In the last month, more than half a million cars were flooded by Katrina alone — cars that soon may be flooding the used car market after being dried out and cleaned up by scam artists.

"They'll spray new-car smell in it," Larry Gamache of Carfax says. "They'll replace the leather. They'll do things to make you think that it's a really cherry car, but it's a waterlogged wreck festering with bacteria."

Carfax is an online service that tracks the histories of used cars.

"One of the most problematic things about flood-damaged cars is that the airbags and anti-lock braking systems will fail eventually," Gamache says.

But when you first do that test-drive, he says the car will look great to the driver. He says that cars flooded by Katrina are especially hazardous.
"No consumer should be buying these cars, they're festering with ecoli, hepatitis, cholera," he says. "These cars may eventually make you sick and threaten your life. If that airbag doesn't deploy when you need it, you are in series trouble."

So how do crooks get away with this scam? By not just washing the cars but their titles, too, of any evidence they were in a flood.

Gamache showed McGinnis an online Carfax report of a 1999 Volkswagen Jetta.

"It was originally titled in Texas, where it was issued a flood damage title," Gamache says. "This car was damaged in flood water. It was moved to Illinois and the title was laundered. It doesn't have that flood damage indicator in the state of Illinois."
So a buyer in Illinois may never find out it was in a flood.

"It's unbelievable," Gamache says. "Somebody's driving that car today and they have no idea that car was sitting in flood water."

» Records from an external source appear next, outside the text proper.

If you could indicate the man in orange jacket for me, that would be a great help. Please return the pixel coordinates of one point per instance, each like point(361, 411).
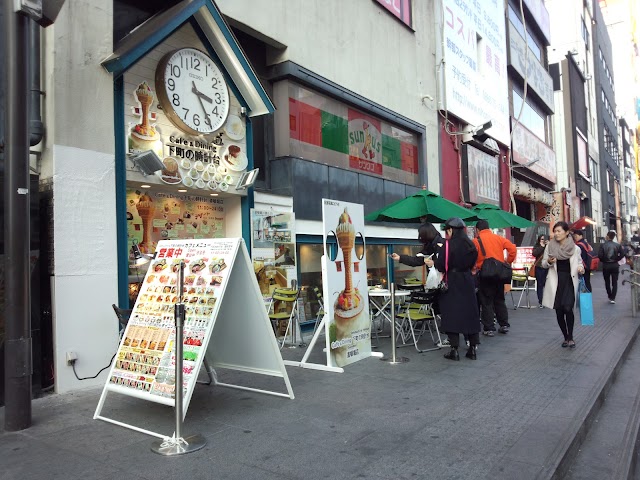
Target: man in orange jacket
point(491, 294)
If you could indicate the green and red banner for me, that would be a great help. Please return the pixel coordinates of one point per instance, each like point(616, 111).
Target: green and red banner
point(369, 143)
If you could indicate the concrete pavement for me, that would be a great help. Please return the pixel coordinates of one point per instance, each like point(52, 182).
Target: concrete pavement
point(519, 411)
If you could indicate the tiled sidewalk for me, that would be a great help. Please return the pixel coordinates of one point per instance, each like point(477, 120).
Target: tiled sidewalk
point(505, 415)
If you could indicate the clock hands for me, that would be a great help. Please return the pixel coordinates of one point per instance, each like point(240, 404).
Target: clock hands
point(202, 96)
point(199, 93)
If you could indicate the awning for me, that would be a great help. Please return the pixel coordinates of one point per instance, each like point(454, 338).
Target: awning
point(582, 222)
point(219, 36)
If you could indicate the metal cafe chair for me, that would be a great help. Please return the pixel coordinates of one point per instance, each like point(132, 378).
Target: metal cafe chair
point(417, 317)
point(320, 313)
point(284, 309)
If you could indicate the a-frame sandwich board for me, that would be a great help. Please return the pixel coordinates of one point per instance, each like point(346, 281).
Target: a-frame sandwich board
point(226, 322)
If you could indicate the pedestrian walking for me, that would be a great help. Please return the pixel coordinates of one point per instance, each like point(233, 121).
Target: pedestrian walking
point(585, 249)
point(491, 293)
point(610, 254)
point(540, 271)
point(458, 307)
point(430, 239)
point(562, 258)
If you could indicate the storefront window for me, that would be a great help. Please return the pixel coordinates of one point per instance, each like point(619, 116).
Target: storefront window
point(310, 262)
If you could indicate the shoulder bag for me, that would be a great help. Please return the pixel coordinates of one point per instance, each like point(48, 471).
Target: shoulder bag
point(494, 270)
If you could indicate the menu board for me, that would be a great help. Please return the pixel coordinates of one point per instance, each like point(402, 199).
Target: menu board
point(524, 256)
point(225, 321)
point(273, 248)
point(145, 361)
point(155, 216)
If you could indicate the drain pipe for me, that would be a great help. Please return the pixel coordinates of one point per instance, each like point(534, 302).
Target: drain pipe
point(36, 127)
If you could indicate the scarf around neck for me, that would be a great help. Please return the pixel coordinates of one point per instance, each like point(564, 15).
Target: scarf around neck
point(562, 251)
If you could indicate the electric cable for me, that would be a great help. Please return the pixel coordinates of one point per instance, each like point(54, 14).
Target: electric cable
point(73, 365)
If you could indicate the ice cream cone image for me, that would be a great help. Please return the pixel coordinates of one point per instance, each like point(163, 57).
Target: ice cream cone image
point(145, 97)
point(144, 136)
point(349, 302)
point(146, 209)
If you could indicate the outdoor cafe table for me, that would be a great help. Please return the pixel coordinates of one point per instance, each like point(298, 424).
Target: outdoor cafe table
point(380, 299)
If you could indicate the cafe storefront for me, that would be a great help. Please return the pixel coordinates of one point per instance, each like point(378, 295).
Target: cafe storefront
point(184, 102)
point(330, 144)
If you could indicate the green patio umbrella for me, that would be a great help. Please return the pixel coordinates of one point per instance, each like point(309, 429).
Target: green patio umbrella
point(498, 218)
point(427, 204)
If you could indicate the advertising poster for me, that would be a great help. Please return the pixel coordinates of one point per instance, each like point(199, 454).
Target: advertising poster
point(323, 129)
point(484, 177)
point(273, 249)
point(155, 216)
point(365, 143)
point(145, 361)
point(475, 55)
point(524, 257)
point(345, 284)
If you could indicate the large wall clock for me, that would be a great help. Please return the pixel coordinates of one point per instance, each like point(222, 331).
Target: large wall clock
point(192, 91)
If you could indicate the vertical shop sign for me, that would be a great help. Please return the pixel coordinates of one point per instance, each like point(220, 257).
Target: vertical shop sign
point(345, 284)
point(273, 249)
point(484, 177)
point(365, 143)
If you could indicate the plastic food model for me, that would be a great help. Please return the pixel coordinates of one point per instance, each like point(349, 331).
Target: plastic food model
point(146, 209)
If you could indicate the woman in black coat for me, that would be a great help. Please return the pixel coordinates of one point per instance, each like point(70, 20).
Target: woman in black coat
point(458, 305)
point(431, 240)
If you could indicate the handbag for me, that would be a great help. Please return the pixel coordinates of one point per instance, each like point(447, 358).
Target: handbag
point(433, 279)
point(444, 284)
point(494, 270)
point(586, 304)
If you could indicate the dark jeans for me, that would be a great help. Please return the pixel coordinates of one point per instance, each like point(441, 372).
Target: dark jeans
point(491, 296)
point(454, 339)
point(565, 322)
point(541, 279)
point(610, 273)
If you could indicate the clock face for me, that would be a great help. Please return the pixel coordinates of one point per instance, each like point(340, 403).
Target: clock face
point(192, 91)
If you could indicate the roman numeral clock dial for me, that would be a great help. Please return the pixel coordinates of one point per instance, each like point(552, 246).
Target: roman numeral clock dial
point(192, 91)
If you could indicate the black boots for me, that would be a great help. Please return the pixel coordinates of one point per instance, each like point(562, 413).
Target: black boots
point(453, 354)
point(471, 353)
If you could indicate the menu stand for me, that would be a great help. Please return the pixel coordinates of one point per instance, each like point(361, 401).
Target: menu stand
point(178, 445)
point(394, 360)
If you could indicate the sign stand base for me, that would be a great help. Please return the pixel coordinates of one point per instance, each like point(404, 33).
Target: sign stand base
point(178, 446)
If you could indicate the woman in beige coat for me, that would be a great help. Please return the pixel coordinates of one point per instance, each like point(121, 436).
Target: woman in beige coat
point(562, 258)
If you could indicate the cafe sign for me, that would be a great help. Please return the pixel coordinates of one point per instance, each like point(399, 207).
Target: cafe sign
point(365, 143)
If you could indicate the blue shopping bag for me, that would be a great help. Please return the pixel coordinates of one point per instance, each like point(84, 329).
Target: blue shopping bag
point(586, 304)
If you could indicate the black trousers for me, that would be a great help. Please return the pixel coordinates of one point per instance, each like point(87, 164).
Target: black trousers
point(493, 304)
point(587, 279)
point(610, 272)
point(454, 339)
point(541, 280)
point(565, 322)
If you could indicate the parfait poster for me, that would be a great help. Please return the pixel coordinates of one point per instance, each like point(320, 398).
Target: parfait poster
point(345, 283)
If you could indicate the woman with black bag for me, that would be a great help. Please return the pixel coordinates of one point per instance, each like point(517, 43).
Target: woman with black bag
point(458, 306)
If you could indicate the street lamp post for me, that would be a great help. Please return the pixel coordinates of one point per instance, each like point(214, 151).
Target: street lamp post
point(18, 361)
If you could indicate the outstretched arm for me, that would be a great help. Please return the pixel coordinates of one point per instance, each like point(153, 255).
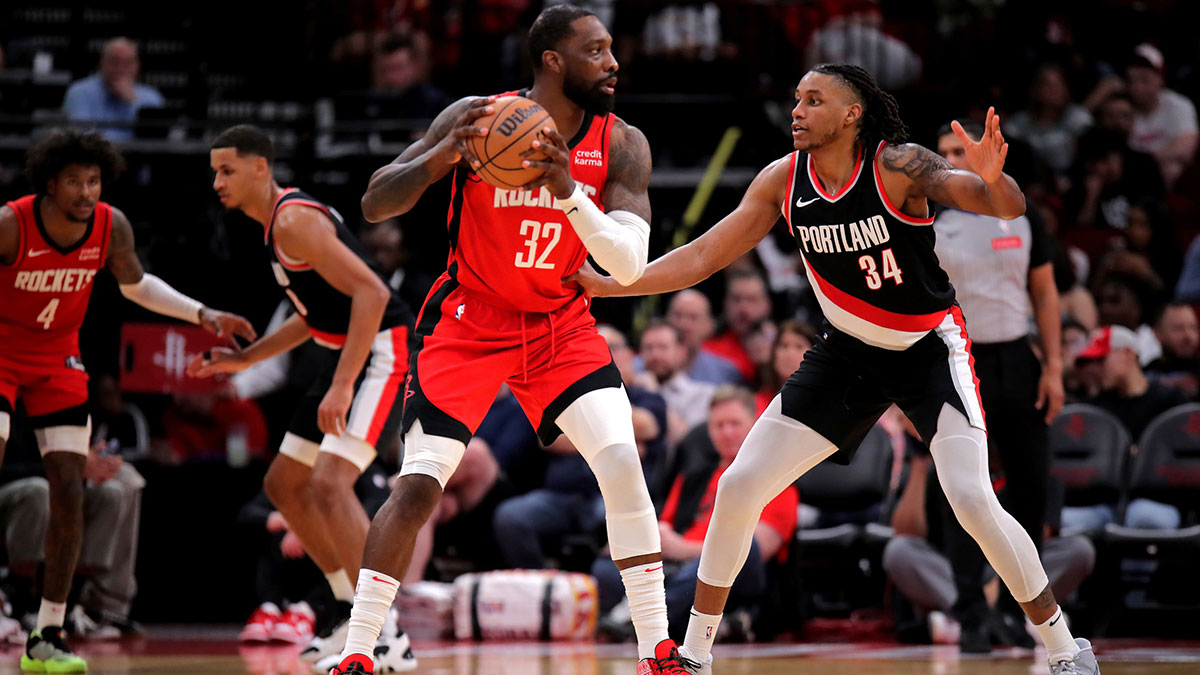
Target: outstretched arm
point(157, 296)
point(307, 234)
point(923, 174)
point(395, 187)
point(727, 240)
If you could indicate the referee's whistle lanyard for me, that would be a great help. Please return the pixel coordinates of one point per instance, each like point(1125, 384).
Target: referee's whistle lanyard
point(525, 345)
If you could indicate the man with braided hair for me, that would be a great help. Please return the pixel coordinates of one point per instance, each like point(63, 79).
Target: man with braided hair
point(856, 198)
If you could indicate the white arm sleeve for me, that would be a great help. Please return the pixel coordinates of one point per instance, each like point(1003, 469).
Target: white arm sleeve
point(618, 240)
point(157, 296)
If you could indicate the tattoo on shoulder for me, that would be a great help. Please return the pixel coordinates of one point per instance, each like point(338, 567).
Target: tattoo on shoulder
point(919, 163)
point(629, 156)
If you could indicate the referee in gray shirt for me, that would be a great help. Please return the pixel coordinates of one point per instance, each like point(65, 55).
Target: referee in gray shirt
point(999, 268)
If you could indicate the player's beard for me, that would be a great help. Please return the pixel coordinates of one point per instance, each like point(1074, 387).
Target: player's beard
point(588, 95)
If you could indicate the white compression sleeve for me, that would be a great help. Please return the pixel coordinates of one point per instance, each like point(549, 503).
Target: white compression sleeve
point(157, 296)
point(618, 240)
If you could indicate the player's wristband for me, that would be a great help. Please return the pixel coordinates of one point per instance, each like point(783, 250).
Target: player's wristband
point(618, 240)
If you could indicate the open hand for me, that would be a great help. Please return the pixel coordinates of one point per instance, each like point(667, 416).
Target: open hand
point(225, 324)
point(985, 156)
point(453, 147)
point(591, 281)
point(557, 165)
point(334, 408)
point(217, 359)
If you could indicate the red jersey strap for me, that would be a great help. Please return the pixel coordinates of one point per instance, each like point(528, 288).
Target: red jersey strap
point(24, 210)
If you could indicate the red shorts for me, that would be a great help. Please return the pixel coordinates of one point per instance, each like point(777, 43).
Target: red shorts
point(47, 387)
point(467, 347)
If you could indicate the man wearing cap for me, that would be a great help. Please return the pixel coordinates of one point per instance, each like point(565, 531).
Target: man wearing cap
point(1135, 401)
point(1164, 123)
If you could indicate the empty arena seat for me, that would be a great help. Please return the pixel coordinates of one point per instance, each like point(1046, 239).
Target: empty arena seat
point(1089, 448)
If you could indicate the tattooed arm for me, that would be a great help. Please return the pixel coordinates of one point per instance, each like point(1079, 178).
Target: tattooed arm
point(917, 174)
point(395, 187)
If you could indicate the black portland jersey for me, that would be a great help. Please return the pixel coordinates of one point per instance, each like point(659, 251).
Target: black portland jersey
point(871, 267)
point(324, 309)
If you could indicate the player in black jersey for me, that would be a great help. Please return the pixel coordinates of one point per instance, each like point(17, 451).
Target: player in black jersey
point(855, 196)
point(342, 303)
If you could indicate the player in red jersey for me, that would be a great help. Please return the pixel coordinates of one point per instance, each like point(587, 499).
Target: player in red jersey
point(856, 198)
point(502, 314)
point(52, 245)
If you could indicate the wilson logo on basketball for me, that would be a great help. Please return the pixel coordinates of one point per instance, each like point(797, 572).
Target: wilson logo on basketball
point(514, 120)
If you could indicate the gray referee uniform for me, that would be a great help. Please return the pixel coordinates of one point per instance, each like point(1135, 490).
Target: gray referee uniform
point(989, 261)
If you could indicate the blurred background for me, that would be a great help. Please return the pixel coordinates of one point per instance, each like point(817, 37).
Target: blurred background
point(1096, 97)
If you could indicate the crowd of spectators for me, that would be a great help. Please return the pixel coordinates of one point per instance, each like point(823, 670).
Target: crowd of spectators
point(1103, 141)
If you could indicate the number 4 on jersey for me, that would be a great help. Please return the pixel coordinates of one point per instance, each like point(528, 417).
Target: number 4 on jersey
point(891, 269)
point(47, 315)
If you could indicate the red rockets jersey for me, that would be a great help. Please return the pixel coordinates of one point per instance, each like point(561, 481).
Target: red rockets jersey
point(45, 292)
point(514, 248)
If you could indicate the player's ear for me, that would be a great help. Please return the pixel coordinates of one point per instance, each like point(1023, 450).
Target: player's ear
point(552, 61)
point(853, 113)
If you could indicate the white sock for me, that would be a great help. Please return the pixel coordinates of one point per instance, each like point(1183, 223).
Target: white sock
point(51, 614)
point(647, 605)
point(1057, 638)
point(372, 599)
point(701, 633)
point(340, 583)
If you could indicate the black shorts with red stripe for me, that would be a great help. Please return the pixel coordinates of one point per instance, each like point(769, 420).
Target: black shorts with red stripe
point(845, 384)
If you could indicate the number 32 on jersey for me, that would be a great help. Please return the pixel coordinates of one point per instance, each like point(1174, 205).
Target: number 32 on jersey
point(540, 240)
point(891, 269)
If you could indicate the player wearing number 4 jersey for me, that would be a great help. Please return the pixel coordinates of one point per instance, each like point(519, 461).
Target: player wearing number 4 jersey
point(501, 314)
point(52, 245)
point(855, 197)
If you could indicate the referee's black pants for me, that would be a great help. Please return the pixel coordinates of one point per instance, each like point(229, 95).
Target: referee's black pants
point(1017, 444)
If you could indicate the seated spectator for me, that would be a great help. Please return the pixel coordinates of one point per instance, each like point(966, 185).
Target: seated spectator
point(208, 426)
point(385, 243)
point(663, 356)
point(916, 557)
point(1133, 399)
point(1123, 299)
point(109, 547)
point(569, 500)
point(1164, 121)
point(112, 96)
point(792, 341)
point(1104, 186)
point(289, 587)
point(685, 517)
point(747, 305)
point(1179, 333)
point(691, 315)
point(1050, 121)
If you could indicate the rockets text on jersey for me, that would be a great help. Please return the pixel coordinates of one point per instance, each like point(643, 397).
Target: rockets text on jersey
point(48, 286)
point(514, 246)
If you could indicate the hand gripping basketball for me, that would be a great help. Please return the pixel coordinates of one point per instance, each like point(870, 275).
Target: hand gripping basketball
point(454, 145)
point(557, 165)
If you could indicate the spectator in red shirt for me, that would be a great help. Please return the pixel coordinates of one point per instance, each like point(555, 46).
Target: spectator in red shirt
point(747, 305)
point(685, 517)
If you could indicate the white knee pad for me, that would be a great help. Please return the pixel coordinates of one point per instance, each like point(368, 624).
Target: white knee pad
point(960, 454)
point(777, 452)
point(431, 455)
point(630, 518)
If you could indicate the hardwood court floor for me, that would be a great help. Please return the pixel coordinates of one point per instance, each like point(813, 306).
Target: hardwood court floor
point(160, 655)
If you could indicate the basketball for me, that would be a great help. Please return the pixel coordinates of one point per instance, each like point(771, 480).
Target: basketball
point(511, 130)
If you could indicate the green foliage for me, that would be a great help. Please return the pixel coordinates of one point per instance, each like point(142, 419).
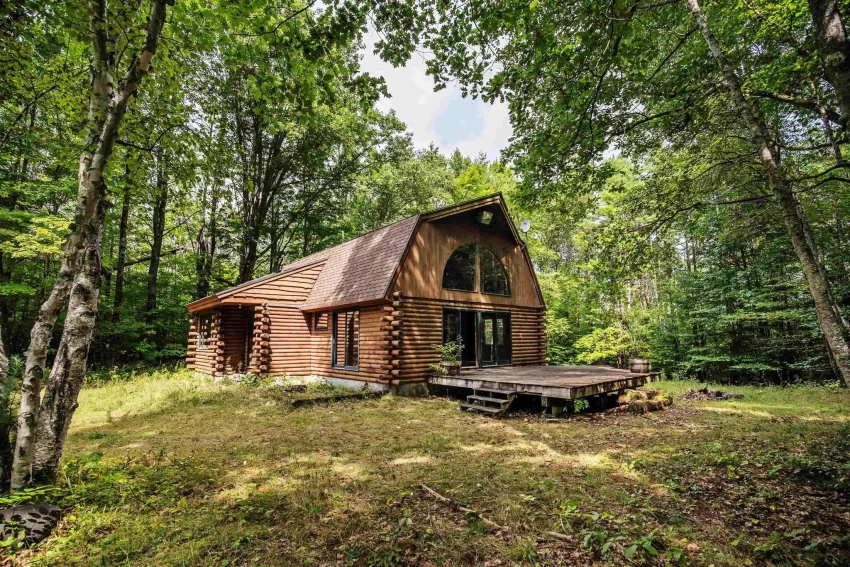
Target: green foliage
point(450, 351)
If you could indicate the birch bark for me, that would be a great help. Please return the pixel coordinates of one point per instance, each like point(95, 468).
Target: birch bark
point(42, 427)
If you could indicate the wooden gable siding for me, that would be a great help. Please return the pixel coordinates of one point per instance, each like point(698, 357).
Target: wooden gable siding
point(421, 273)
point(373, 354)
point(423, 320)
point(291, 288)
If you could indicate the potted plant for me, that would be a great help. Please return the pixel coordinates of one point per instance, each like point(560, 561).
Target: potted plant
point(450, 355)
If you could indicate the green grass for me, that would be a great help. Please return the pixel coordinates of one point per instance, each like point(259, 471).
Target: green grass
point(177, 470)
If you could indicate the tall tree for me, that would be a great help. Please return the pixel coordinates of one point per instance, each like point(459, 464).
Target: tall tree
point(587, 77)
point(42, 428)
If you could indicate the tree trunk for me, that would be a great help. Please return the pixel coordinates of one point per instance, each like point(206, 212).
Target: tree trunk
point(118, 300)
point(834, 48)
point(39, 448)
point(42, 332)
point(831, 323)
point(5, 420)
point(160, 205)
point(205, 244)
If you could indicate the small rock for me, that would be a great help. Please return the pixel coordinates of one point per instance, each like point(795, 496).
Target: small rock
point(37, 521)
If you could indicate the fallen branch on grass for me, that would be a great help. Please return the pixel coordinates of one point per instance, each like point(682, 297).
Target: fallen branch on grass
point(452, 504)
point(301, 402)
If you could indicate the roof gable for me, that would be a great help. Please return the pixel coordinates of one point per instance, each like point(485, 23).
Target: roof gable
point(363, 269)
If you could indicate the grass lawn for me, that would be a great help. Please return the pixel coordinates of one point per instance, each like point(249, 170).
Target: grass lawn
point(176, 470)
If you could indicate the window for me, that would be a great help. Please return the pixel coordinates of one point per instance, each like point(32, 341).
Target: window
point(460, 271)
point(493, 277)
point(346, 340)
point(204, 329)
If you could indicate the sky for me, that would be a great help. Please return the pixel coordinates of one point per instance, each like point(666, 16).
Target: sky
point(445, 117)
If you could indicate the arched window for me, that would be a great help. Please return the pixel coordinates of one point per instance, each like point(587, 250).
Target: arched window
point(460, 271)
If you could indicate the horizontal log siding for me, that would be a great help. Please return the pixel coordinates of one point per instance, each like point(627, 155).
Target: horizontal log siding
point(373, 355)
point(289, 341)
point(292, 288)
point(423, 328)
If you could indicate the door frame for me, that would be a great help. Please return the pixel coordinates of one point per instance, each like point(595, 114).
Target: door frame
point(480, 338)
point(474, 330)
point(479, 334)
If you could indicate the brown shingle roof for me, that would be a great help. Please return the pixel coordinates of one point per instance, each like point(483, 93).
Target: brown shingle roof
point(361, 270)
point(356, 271)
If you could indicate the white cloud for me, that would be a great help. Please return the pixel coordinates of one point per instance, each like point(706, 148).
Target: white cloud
point(445, 117)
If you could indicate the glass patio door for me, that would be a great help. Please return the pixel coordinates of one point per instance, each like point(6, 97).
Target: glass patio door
point(494, 339)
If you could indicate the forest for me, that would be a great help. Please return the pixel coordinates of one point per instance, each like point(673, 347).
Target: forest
point(256, 141)
point(681, 164)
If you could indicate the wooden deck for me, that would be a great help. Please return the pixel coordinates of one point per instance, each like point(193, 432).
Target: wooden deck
point(559, 382)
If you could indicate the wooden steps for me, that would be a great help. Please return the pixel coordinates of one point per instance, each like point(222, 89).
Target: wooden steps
point(496, 403)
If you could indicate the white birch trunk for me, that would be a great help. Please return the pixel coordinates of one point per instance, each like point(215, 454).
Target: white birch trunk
point(45, 427)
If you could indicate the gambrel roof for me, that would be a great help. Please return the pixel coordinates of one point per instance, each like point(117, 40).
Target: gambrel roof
point(361, 270)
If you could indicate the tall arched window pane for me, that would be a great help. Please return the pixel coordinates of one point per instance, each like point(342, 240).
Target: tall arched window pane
point(493, 276)
point(460, 269)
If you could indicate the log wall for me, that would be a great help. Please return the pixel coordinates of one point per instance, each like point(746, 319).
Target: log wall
point(233, 332)
point(205, 358)
point(374, 356)
point(423, 319)
point(289, 341)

Diane Zelinski wished she knew her car's history before putting her son in the driver's seat.

"The three and a half weeks that he was driving in this car," she says, "he was driving around in a time bomb."

That's why it's important with any used car to get a report showing its full history. You can get a Carfax report online for less than $25. Also have mechanic check any used car before buying it.

Here are some signs you can spot if the car has been in a flood:

  • Check in the trunk. Pull the carpeting up and look around the spare tire well for signs that water's been there. Look for any rust, mud, dirt or sand.
  • Go inside the car and pull up the floor mats, such as the one from the driver's seat. Feel the floor and carpeting for dampness or moisture.
  • Check under the hood. Look for a ring around the engine compartment — a water line that's marked by rust, mud or silt. It indicates that the engine was submerged in water at some point. If you see that, walk away.